Nor should we think that this peculiar situation is exclusively an American one. In their compelling book and accompanying CD, Bright Balkan Morning: Romani Lives & the Power of Music in Greek Macedonia, Dick Blau, Charles & Angeliki Vellou Keil, and Steven Feld document a similar socio-cultural configuration in contemporary Greek Macedonia. There we have a social-cultural arrangement in which Romani musicians (aka Gypsies) provide live music for Greek celebrations of various types. The Romani are residentially segregated and occupationally segregated beyond their role as musicians. They work jobs that other Greeks do not want.
Thus we have two cases – America and Greek Macedonia – where a segregated minority provides musical services for a more powerful and wealthier social group. Beyond this, Keil has argued that this particular situation is quite wide-spread. In case after case it is the Other People who have the coolest music, the funkiest grooves (“Groovology and the Magic of other People’s Music”(PDF)):
In the American society that I know best and in a remarkable number of other societies as well, it is the ‘others’ who make the best music, the most interesting music, the most necessary music, the soul-satisfying music, the grooviest and richest sounding music, the music that is finally most characteristic of ‘us’ as well as ‘them’. Think of the African-Americans and Latino-Americans in the USA, the ex-slaves throughout the Caribbean, Middle and Latin America, the Gypsy musicians in all the European countries and the Balkans, the Jewish minorities that once had special musical status all over the Arabic and North African world, the griot castes of West Africa, the national minorities whose musics are taught in all the primary schools of China because the Han believe that their minorities are all more natural, less repressed and civilized, and, when it comes to music and dance …. much groovier.
It is by no means clear to me just what we must do to gain a deeper understanding of these structures and mechanisms.
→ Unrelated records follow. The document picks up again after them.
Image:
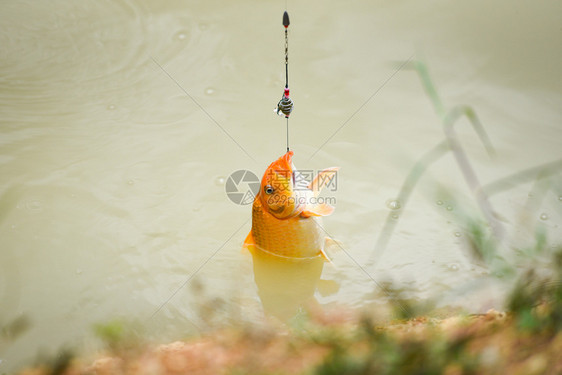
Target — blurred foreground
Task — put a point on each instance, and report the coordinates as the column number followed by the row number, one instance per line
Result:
column 526, row 340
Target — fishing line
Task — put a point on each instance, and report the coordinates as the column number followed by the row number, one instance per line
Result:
column 285, row 105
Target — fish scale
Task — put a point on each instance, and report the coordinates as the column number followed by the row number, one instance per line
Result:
column 296, row 237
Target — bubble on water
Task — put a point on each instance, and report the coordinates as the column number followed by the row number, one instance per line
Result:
column 181, row 35
column 393, row 204
column 219, row 181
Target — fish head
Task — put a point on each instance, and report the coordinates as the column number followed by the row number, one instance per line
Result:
column 277, row 191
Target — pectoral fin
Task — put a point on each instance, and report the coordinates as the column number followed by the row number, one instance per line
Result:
column 318, row 210
column 322, row 179
column 248, row 242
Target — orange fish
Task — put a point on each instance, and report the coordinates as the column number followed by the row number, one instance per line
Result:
column 285, row 214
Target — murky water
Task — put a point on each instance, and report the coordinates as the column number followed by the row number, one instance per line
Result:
column 120, row 122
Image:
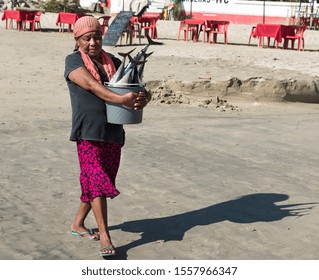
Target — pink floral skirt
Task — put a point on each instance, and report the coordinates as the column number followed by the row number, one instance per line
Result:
column 99, row 164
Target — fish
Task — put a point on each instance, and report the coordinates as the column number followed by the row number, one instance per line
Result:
column 119, row 73
column 132, row 72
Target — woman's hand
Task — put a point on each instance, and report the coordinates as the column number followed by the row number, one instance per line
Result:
column 136, row 101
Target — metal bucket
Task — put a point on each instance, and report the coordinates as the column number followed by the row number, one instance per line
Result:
column 118, row 114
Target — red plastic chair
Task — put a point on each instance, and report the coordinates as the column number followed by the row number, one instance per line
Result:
column 149, row 24
column 187, row 30
column 252, row 34
column 299, row 35
column 104, row 21
column 220, row 27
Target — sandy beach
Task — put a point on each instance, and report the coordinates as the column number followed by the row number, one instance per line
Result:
column 199, row 179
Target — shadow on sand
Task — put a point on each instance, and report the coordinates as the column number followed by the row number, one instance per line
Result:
column 246, row 209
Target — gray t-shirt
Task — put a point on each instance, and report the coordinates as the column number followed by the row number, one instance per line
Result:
column 89, row 120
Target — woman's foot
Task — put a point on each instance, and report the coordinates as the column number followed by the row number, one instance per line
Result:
column 107, row 249
column 84, row 232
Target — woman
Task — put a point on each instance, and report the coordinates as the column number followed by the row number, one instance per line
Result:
column 98, row 142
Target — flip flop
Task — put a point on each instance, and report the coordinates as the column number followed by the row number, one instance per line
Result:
column 81, row 234
column 108, row 248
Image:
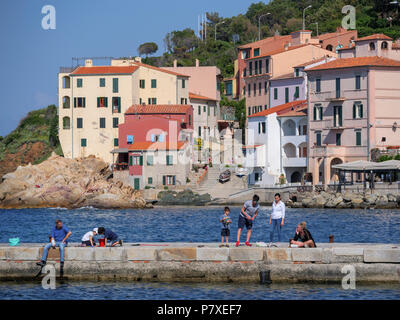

One thing we must do is take a deeper look at the complicated psycho-cultural dynamics of racism. That’s one thing.
We also need to consider a more sophisticated approach to conceptualizing lived identity. Reductive ideologies of national and ethnic identity do not and will not countenance the notion of multiple identities, but that does seem to be how many of us live. In order to begin accounting for what he discovered in Macedonia, Charlie Keil has begun developing a notion of layered identity, where different “layers” of one’s identity are linked to different social contexts and historical streams.
The fact is, cultural practices of all kinds circulate from one group to another under all kinds of conditions, whether free interaction between groups or the conquest and oppression of one group by another. The cultural practices of any given group are likely to have 100s or 1000s of sources, some recent and others distant, some geographically near and others far off. There is no simply way to conceptualize the relationship between a single group and its many cultural influences, or between a single individual and the many groups in which she may participate, and all the manifold and various cultural practices flowing through the mesh.